C'est une belle victoire qu'a remporté le socialisme le jour où l'un se ses représentants les plus autorisés, M. Marcel Sembat, s'est vu confier le soin de présenter le rapport annuel sur le budget des Postes et Télégraphes. Il est peut être peu de services publics qui emploient un aussi grand nombre d'agents subalternes que celui des Postes, et les multiples intérêts qui sont confiés à ces modestes serviteurs, autant que le travail pénible qu'on exige d'eux, contribuent à tendre leur situation particulièrement intéressante. L'examen et la critique de ce service étaient bien faits pour tenter un socialiste.
La conclusion du rapport de M. Sembat, comme il fallait s'y attendre, n'est pas que tout va pour le mieux dans le meilleur des mondes. Il regrette que l'administration postale ne communique pas à ses agents leurs dossiers personnels, et il proteste contre l'interdiction de se syndiquer qui pèse sur les facteurs.

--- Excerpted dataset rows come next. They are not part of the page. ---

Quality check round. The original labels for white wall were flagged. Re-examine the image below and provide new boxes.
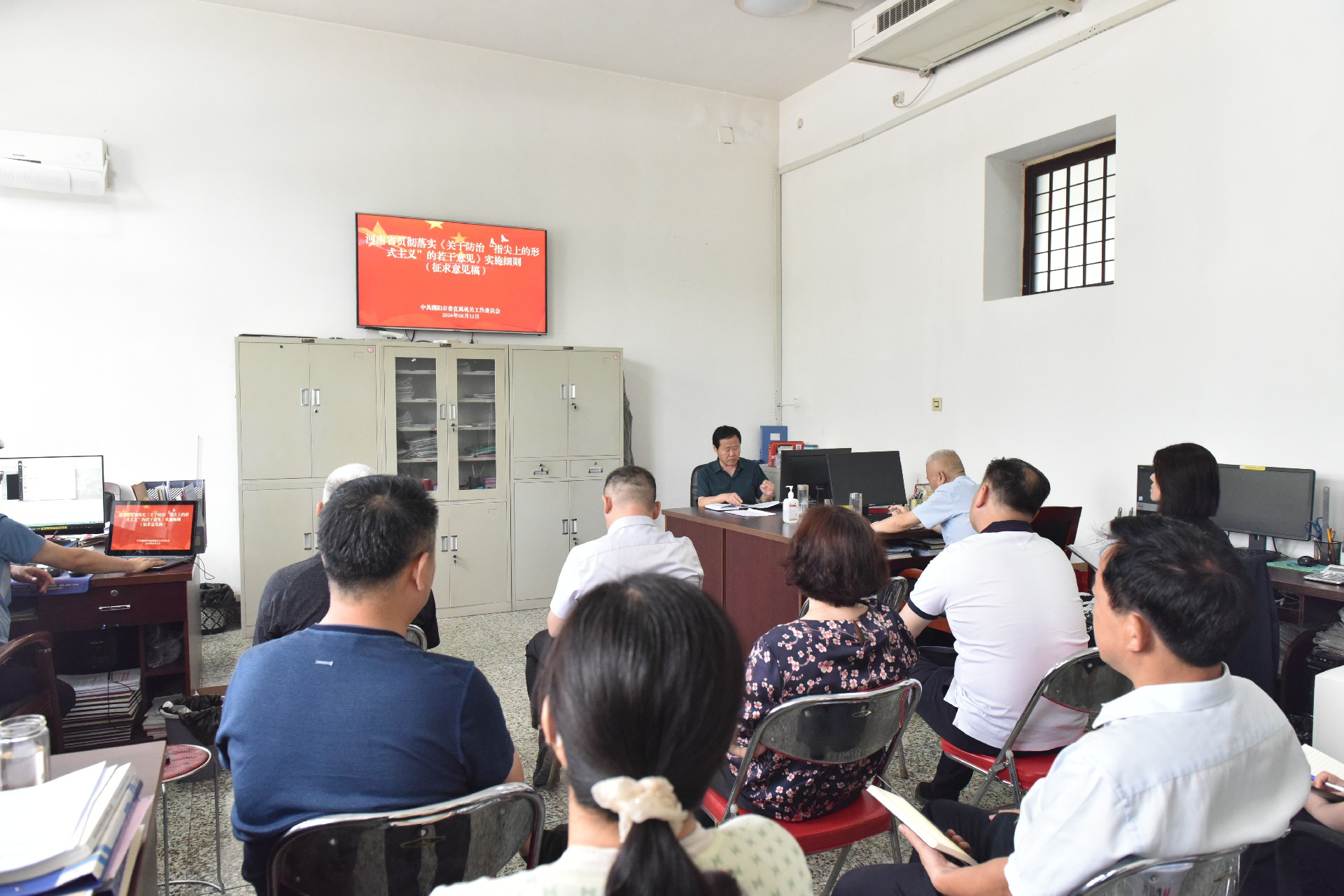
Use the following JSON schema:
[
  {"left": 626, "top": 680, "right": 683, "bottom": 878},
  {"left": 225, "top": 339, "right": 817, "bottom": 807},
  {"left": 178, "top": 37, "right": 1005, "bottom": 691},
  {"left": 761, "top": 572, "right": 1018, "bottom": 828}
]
[
  {"left": 0, "top": 0, "right": 778, "bottom": 596},
  {"left": 781, "top": 0, "right": 1344, "bottom": 550}
]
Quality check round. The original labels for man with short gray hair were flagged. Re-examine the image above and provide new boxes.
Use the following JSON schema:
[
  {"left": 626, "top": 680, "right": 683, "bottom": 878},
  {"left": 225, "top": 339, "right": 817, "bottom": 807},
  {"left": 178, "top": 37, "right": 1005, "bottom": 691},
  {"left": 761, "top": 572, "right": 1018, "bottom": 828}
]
[
  {"left": 872, "top": 449, "right": 977, "bottom": 544},
  {"left": 253, "top": 463, "right": 438, "bottom": 648}
]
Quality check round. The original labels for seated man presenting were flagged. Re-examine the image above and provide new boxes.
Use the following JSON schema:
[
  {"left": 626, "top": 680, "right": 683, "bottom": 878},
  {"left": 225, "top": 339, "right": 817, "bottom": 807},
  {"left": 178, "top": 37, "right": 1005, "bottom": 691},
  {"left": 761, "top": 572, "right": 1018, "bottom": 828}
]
[
  {"left": 216, "top": 475, "right": 523, "bottom": 895},
  {"left": 253, "top": 463, "right": 438, "bottom": 649},
  {"left": 834, "top": 514, "right": 1310, "bottom": 896},
  {"left": 872, "top": 449, "right": 976, "bottom": 545},
  {"left": 524, "top": 466, "right": 699, "bottom": 771},
  {"left": 695, "top": 426, "right": 774, "bottom": 509},
  {"left": 900, "top": 458, "right": 1087, "bottom": 799}
]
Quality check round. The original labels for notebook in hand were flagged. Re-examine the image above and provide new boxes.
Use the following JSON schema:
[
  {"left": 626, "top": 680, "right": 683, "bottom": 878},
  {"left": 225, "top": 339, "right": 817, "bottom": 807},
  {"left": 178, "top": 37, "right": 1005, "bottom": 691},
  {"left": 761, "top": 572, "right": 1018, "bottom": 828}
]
[{"left": 868, "top": 785, "right": 980, "bottom": 865}]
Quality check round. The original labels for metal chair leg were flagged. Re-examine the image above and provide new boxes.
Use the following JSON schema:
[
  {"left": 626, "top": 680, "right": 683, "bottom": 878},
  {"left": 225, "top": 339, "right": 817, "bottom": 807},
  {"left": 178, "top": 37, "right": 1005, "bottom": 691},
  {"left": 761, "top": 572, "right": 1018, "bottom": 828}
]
[{"left": 821, "top": 844, "right": 853, "bottom": 896}]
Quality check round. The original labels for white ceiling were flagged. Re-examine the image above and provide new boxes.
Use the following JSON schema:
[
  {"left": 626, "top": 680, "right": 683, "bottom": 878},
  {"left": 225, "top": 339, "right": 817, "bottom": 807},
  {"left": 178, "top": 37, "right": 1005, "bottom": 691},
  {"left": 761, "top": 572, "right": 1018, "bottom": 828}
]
[{"left": 196, "top": 0, "right": 878, "bottom": 99}]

M. Sembat reproche aussi à l'administration de gaspiller l'argent, et il cite certains exemples assez amusants.
Les chapeaux de paille fournis aux facteurs sont achetés en grande quantité à Paris, et expédiés en province. Un jour on demanda à Toulon, un chapeau pointure 57: le chapeau envoyé n'allait pas, on le retourna à Paris. De Paris, on expédie un nouveau chapeau, pointure 57. Bien entendu, il ne va pas mieux que l'autre. Alors on remarqua que la mesure avait été prise sur un képi, et, comme la paille prête moins que le drap, le chapeau de paille était trop petit: on le renvoya à Paris en demandant la pointure 59. Le chapeau coûtait 1,75 fr.Il revint à 6,75 fr. avec le port, et le facteur ne put le mettre qu'au mois de ... novembre!
En 1902, le bureau des téléphones de Courbevoie fut transformé à grands frais; on travailla plus d'un mois, on employa 2.000 mètres de câbles et toutes sortes de fournitures. Quand le bureau fut installé et remis à neuf, on s'aperçut qu'il était à fin de bail... et on déménagea.
Mais ce qui a surtout frappé le rapporteur du budget des Postes, c'est la "crise postale", car il paraît qu'il y a une crise postale, autrement dit, l'administration est débordée, et "l'afflux de correspondance lui tombe sur le dos comme un cataclysme". (Je laisse à M. Sembat la paternité de cette vigoureuse image.)
Y croyez-vous, cher lecteur, à la crise postale, vous qui recevez régulièrement Mon Dimanche chaque semaine, pour un centime ou deux? Pour moi, je crois beaucoup moins aux lettres perdues qu'aux mensonges de ceux qui prétendent les avoir écrites; les cartes postales illustrées se perdent, il est vrai, assez souvent, mais dans les poches de certains, et si l'on augmentait le nombre des agents, comme on augmenterait encore le nombres de poches, il arriverait moins de cartes encore à destination.
Le service des Télégraphes, il est vrai, est bien défectueux. Que dire de celui des Téléphones, sinon qu'ici nous avons affaire à des dames et que la plus grande douceur s'impose. Lorsqu'elles vous répondent: "Pas libre!" dites galamment: "J'attendrai que votre cœur se soit dégagé." Si elle vous disent: "Je n'ai plus de lignes.", répondez: "Celles de votre visage sont divines.", mais n'insistez pas indiscrètement pour obtenir votre communication.
Après avoir signalé l'oeuvre de M. Sembat, j'aurais voulu parler de l'homme, mais c'est un travailleur modeste dont la vie n'a point de péripéties. Il se lève le matin et se couche le soir, il s'habille de drap, fait trois repas par jour, et quant au reste, cela ne regarde ni vous, ni moi.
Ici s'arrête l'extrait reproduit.